Safdarjung's rebellion
| Date | 10 May 1753 |
| Location | Delhi |
| Result | Mughal-Rohillas alliance victory |

Belligerents
- Oudh State Kingdom of Bharatpur: Mughal Empire Rohilla Afghans

Commanders and leaders
- Safdar Jung Suraj Mal Sayyid Salabat Khan Zulfiqar Jang: Ahmad Shah Bahadur Intizam-ud-Daulah Imad-ul-Mulk Najib ad-Dawlah

= Safdarjung's rebellion =

1753 rebellion

The Safdarjung's rebellion occurred on 10 March 1753 during the waning years of the Mughal Empire. It was characterized by a conflict between Safdarjung, the Nawab of Oudh, and the Mughal emperor Ahmad Shah Bahadur, alongside his court factions.

==Background==
Tensions between Safdarjung and Intizam-ud-Daulah, another prominent noble, had been escalating since March 1753. Emperor Ahmad Shah Bahadur lacked the authority to control these powerful nobles. Although the emperor and his mother initially ordered Safdarjung to return to his governorship in Oudh, Safdarjung delayed his departure. Eventually, on 26 March 1753, he left Delhi but, instead of returning to Oudh, set up camp just outside the city with his army. Safdarjung wavered between allying with the emperor or taking action against him.

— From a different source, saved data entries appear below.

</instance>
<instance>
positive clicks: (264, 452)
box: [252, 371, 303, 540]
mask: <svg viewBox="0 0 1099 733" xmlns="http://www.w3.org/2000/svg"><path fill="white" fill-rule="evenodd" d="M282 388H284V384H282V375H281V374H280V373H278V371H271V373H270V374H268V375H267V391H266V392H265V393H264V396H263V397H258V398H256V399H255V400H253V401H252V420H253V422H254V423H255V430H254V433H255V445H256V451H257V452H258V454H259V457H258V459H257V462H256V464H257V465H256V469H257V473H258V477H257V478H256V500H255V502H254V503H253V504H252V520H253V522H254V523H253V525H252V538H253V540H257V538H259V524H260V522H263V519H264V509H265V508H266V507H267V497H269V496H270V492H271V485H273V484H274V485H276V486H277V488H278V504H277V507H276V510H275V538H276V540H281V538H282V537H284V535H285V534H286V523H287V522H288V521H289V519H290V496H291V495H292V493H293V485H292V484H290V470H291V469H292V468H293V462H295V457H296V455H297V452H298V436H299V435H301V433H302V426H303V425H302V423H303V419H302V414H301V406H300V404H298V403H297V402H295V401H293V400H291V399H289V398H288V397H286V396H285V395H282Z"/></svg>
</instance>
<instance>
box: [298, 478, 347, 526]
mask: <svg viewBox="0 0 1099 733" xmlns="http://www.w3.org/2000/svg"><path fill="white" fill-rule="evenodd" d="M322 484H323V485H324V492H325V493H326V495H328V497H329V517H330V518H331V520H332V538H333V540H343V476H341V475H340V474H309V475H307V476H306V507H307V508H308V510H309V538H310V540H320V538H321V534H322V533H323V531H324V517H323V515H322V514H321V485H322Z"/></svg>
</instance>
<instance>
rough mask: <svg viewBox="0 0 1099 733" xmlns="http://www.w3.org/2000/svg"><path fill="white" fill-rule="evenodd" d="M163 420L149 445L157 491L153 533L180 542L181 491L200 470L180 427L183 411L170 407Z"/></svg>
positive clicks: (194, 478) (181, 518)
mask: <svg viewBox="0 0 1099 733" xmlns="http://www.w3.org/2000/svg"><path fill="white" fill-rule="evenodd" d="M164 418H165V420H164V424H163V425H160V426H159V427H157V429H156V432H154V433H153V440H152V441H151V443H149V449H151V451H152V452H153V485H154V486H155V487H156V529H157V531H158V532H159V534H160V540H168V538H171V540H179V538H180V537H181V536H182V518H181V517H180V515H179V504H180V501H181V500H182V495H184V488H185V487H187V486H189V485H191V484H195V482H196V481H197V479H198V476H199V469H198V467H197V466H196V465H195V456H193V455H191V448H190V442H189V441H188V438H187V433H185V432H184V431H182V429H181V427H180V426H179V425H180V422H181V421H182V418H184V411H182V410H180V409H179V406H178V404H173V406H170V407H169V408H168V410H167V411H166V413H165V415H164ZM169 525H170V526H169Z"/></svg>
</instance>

For a time, both sides hesitated to act, but Safdarjung's position shifted after receiving reinforcements from Suraj Mal, the Jat ruler, and Salabat Khan. Gaining confidence, Safdarjung encouraged the Jats to loot Old Delhi. On 9 May 1753, the Jats plundered the city, burning several areas. Many civilians fled to the fortified New Delhi, while the Jats extracted lakhs of rupees from the city's outskirts.

In response, on 13 May 1753, Ahmad Shah Bahadur dismissed Safdarjung as Wazir (prime minister) and appointed Intizam-ud-Daulah in his place, with Imad-ul-Mulk as Mir Bakshi (chief military officer). Safdarjung retaliated by declaring a eunuch as a rival emperor under the name Akbar Ādilshāh and appointing himself as Wazir and Sarbuland Khan as Mir Bakshi.

==Battle==
Between 9 May and 4 June 1753, numerous skirmishes took place, largely favoring Safdarjung. However, the arrival of Najib Khan and his Rohilla forces to aid the emperor changed the tide. A significant assault on Delhi's walls on 5 June failed, marking the beginning of Safdarjung's decline. By 7 November, Safdarjung had suffered several defeats and was pushed back to Ballabgarh.

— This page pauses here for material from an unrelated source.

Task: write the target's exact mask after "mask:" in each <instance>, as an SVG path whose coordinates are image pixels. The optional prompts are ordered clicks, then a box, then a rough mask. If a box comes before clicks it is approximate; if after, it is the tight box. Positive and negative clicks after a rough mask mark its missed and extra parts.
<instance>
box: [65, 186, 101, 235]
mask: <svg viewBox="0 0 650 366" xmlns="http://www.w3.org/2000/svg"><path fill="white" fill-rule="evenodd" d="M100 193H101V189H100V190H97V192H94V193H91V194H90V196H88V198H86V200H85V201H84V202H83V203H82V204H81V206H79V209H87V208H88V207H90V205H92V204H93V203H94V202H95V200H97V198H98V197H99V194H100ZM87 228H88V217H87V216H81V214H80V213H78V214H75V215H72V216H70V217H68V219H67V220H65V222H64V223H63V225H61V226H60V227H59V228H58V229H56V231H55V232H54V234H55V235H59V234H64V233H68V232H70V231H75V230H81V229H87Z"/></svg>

One of the pivotal moments for Safdarjung was the death of his favored general, Rajendra Gossain, from a musket shot. Devastated, Safdarjung refused to enter the battlefield personally, which demoralized his troops. The Jats and Qizilbashes on Safdarjung's side continued to fight against the Marathas and the imperial forces, but the morale of his men weakened, leading to defections to the emperor's camp.

Meanwhile, the emperor received reinforcements from several regional rulers, and the Marathas exploited the situation by attacking Safdarjung's rear, looting his camp. Suraj Mal, recognizing the deteriorating situation, entered negotiations with Intizam-ud-Daulah. Desperate for peace, Ahmad Shah Bahadur sought the assistance of Sawai Madho Singh of Jaipur. Madho Singh successfully mediated a peace treaty between the emperor and Safdarjung. As a reward, the emperor granted Madho Singh the fort and district of Ranthambore.

Safdarjung and the other warlords eventually left the capital. However, the conflict left the emperor financially strained, contributing to his eventual dethronement six months later.

==Aftermath==
The rebellion had severe financial consequences for the Mughal Empire. The emperor's army and its allies, numbering around 80,000 troops, cost the imperial treasury approximately 24 lakh rupees per month. The prolonged conflict, which lasted seven months, left the emperor indebted by 1 crore and 68 lakhs. Additionally, the imperial forces had not been paid for two years, and the emperor was only able to raise two lakhs by selling his personal jewelry.

Following the rebellion, Imad-ul-Mulk, the de facto ruler of Delhi, sought assistance from the Marathas and orchestrated an attack on Jat territory. In January 1754, the Marathas, led by Raghunath Rao, alongside Mughal forces, laid siege to the Kumher Fort, ruled by Suraj Mal. Despite a strong resistance from Suraj Mal, the Marathas failed to capture the fort and eventually accepted 30 lakh rupees as compensation. Furthermore, Imad-ul-Mulk and Raghunath Rao extorted an additional two crores from Suraj Mal, which they had promised to deliver to the emperor as Peshkash (tribute).